Are you the parent of a 3-month-old Goldendoodle puppy? Wondering what the journey through every stage of Goldendoodle parenting is like? Then hold on to your dog leash! Things are about to get zoomie-worthy as we take you through what you can expect during the third month of Goldendoodle parenting.
In our continuing series on raising a Goldendoodle, we’re documenting a sweet F1 Goldendoodle puppy’s journey from puppyhood to adulthood.
As we chronicle her growing up year, we’re also sharing tips, helpful hacks, and insights on caring for a Goldendoodle puppy at every stage.
By the end of this post, you’ll not only have a comprehensive look at what to expect during the third month of Goldendoodle puppyhood, but also you’ll have practical tips on Goldendoodle puppy parenting shared by the family bringing up this fur baby.
Who are the hands and paws at Happy-Go-Doodle® sharing this experience?

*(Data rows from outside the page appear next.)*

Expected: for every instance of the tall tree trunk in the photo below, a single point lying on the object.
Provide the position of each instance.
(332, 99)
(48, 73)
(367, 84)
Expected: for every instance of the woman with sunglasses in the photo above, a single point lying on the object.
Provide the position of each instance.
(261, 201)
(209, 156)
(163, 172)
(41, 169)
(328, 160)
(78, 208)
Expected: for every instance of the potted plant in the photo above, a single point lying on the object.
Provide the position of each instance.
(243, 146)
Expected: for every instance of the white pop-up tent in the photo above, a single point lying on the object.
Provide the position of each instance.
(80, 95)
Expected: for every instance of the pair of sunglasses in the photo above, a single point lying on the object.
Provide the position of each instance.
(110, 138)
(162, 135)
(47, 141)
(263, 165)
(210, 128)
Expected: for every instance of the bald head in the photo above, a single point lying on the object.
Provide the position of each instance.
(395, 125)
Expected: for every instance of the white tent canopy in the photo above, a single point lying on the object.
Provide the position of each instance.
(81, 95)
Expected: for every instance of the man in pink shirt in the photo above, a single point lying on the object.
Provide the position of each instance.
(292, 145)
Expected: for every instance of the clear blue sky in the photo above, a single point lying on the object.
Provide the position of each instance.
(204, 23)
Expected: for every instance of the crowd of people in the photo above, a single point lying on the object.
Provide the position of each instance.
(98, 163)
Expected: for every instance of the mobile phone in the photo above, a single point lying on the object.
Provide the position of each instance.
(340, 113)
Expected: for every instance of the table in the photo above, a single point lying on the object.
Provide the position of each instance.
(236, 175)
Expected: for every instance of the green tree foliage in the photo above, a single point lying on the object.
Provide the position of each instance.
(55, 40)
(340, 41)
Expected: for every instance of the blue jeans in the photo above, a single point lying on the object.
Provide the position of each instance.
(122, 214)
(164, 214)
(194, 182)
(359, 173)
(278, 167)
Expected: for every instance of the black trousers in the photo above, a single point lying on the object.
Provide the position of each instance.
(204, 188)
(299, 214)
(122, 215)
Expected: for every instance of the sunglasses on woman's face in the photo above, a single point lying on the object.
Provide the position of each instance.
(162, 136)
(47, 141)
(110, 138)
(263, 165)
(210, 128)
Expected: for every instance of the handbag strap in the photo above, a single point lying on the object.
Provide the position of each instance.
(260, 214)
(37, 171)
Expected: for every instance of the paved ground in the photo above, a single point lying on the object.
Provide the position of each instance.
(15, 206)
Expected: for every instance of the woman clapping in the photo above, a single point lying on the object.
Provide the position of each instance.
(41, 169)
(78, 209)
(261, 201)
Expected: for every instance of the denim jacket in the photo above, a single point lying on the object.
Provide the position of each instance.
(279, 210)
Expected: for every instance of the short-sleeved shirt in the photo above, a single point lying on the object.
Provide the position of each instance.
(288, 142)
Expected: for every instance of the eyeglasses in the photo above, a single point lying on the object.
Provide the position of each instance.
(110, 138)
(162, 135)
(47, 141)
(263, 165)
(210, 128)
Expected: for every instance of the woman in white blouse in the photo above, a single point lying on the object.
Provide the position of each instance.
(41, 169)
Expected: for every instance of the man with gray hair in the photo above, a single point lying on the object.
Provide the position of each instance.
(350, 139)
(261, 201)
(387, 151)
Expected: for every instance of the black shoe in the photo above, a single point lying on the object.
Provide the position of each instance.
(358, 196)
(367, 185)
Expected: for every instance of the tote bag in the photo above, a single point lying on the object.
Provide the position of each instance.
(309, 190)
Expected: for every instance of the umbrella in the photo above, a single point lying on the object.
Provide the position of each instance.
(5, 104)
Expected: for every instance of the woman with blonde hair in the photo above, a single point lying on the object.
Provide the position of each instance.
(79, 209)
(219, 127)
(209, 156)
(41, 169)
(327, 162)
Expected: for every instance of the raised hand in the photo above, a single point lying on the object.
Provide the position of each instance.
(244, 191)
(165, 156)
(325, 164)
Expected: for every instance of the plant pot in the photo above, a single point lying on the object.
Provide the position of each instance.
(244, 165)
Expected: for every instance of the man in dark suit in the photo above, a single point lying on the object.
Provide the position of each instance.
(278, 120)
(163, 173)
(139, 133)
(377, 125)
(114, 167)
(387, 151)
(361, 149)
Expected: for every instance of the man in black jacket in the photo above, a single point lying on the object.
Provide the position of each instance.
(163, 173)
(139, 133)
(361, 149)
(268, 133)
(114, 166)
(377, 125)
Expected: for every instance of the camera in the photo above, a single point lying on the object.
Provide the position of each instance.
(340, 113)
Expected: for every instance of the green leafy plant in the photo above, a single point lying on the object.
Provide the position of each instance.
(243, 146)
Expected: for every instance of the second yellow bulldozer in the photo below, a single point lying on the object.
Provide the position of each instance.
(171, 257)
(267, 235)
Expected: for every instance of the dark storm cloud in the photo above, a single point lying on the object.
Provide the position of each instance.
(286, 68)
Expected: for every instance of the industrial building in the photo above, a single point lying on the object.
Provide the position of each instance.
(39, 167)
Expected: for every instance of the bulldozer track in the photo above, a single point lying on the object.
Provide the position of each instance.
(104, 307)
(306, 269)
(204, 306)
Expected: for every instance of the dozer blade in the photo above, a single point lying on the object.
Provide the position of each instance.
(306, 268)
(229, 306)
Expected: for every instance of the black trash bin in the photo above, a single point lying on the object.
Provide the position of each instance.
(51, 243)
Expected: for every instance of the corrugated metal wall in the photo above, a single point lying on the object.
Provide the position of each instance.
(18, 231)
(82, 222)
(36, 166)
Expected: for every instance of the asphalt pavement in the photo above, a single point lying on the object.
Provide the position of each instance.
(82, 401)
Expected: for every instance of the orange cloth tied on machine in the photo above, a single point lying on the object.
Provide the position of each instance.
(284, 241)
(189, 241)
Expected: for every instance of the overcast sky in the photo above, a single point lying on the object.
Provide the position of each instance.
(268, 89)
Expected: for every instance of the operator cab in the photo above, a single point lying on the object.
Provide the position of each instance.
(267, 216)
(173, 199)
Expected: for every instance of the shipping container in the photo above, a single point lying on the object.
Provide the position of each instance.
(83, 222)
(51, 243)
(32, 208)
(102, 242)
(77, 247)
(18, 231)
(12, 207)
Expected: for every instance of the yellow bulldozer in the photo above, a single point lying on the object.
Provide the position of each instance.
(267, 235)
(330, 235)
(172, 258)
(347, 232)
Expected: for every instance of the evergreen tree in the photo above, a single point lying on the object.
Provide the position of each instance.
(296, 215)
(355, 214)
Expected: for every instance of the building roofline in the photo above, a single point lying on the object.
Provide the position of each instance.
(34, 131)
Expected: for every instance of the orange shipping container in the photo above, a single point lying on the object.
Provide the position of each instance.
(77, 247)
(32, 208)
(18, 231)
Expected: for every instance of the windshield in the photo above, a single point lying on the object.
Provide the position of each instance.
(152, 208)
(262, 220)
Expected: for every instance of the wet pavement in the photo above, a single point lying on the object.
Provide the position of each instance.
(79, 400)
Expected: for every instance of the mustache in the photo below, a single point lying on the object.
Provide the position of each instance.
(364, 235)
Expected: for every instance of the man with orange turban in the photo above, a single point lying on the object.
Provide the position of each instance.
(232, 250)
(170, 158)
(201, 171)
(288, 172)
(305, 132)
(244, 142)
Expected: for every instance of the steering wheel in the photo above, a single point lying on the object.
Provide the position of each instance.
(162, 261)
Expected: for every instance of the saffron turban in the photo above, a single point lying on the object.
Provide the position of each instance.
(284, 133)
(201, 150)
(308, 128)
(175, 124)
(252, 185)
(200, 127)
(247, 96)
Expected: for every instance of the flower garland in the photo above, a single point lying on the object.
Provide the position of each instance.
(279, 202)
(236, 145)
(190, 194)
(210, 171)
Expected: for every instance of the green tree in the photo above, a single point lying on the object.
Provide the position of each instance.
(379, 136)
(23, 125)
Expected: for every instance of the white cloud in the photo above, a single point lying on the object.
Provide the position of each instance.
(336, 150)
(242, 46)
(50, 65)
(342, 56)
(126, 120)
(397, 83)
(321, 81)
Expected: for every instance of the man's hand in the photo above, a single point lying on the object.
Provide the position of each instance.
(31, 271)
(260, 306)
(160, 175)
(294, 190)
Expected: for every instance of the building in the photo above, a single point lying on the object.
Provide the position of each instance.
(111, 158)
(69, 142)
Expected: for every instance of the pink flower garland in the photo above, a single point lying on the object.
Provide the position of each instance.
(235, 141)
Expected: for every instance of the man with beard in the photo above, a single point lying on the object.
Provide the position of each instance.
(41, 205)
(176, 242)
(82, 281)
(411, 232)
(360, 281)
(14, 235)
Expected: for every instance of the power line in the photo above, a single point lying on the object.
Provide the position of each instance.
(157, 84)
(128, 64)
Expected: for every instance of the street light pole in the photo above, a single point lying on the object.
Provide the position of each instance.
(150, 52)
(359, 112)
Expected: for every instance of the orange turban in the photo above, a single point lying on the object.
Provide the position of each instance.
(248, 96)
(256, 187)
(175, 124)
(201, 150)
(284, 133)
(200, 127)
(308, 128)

We’re Goldendoodle parents (I’m writing this with a senior Goldendoodle snuggled at my feet) and Goldendoodle super fans. And, with four Goldendoodles in our circle of family, we’ve had our share of real-life experiences parenting curious, friendly, and smart Goldendoodle dogs.
So let’s get this “Golden” adventure started.
Note: Happy-Go-Doodle, LLC is a participant in the Amazon Services LLC Associates Program, an affiliate advertising program designed to provide a means for us to earn fees by linking to Amazon.com and affiliated sites.
What does a Goldendoodle look like at 3 months?
First, let’s take a look at the growth and physical appearance of Goldendoodles at three months of age.
It’s important to point out that if you have a 3-month-old Goldendoodle, your puppy’s physical appearance may look very different from our puppy, Sadie.
This is because Goldendoodles are a hybrid or crossbreed between two very different breeds—Golden Retrievers and Poodles. These two parent breeds bring a lot of variety to the mix.
For example, while our Goldendoodle puppy’s coat is a light apricot, other Goldendoodle puppy coat colors include cream, red, chocolate, black, or even parti colored.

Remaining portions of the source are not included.